Our study is one of the first to address a nosocomial Covid-19 outbreak from Asia / developing countries. The study also helped in initiating specific reforms and policies for the safety of the HCWs working in a developing country in a resource-constrained setting. It reports both physical and behavioral risk factors for contracting infections. However, despite these strengths, the study does have some limitations. Firstly, data is lacking on the number of patients who were Covid-19 infected during this period from the two wards and were discharged prior to testing. Secondly, the data regarding the symptoms of the HCWs and their activities is limited by recall bias and the fear of being caught out due to not following the hospital infection control policies in place. Finally, there may be a few HCWs and administrative staff from other wards who may have had close contacts with HCWs of our ward leading to missed exposures.
This Covid-19 outbreak investigation reports an attack rate of 12.05 % from a low-risk medical unit. The likely origin of the outbreak was from a patient who was admitted with other medical or surgical conditions. The outbreak was further triggered by suboptimal PPE practice and lack of physical distancing in HCWs. It also allowed to evaluate the current surveillance system of infection control and modify it to improve PPE awareness and implementation and to introduce protocols to maintain physical distancing and mass screening using antigen testing for Covid-19 in ER.
Declarations
Ethical approval and consent to participate: The study was conducted after approval from the institutional ethical review committee (ERC # 2020-5078-11372). All data collection was in line with the policies of the employee health department of the hospital, so no separate informed consent was required. Those health care workers who were found positive during this outbreak investigation were notified, properly isolated, monitored for any worsening of symptoms, and advised to get their families tested.

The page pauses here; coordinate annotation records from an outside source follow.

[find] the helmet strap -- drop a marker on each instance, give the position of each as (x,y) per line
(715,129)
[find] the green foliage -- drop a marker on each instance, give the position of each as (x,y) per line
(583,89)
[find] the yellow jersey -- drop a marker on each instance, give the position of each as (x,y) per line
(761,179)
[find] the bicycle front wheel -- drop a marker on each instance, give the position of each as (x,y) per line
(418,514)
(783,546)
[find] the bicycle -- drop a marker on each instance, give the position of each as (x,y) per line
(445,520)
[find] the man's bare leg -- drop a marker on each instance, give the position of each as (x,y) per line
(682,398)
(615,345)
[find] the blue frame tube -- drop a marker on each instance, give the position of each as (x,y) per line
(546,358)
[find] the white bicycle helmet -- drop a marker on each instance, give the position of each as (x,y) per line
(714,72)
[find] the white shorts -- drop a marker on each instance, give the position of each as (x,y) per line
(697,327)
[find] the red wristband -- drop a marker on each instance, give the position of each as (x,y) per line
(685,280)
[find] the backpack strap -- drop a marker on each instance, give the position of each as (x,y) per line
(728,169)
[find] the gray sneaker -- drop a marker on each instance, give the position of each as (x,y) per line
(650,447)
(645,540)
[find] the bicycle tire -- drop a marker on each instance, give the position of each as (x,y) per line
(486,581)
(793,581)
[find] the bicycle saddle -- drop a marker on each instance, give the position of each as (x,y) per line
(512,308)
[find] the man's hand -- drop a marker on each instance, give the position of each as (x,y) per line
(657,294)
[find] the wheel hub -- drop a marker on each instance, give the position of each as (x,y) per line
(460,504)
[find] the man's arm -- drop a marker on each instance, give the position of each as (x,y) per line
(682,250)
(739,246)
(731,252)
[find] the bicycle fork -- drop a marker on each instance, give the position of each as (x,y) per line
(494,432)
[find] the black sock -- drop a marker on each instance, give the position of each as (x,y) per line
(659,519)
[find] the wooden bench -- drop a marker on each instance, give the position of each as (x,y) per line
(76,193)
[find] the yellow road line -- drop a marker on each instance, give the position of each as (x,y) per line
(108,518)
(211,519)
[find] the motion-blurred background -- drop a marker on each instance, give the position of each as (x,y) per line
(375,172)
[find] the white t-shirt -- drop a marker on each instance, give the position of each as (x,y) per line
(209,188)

Consent for publication: Not applicable
Availability of data and material: All data generated or analyzed during this study are included in this published article.
Competing interests: The authors declare that they have no competing interests.
Funding: None reported
Author’s contribution: SBZM – Conceptualization, Methodology, Data analysis, Manuscript Writing; AA – Conceptualization, Methodology, Manuscript editing, Supervision; ZN – Methodology, Data collection; AJ – Manuscript writing and formatting; SH – Methodology and Data collection; SFM – Manuscript editing, Supervision.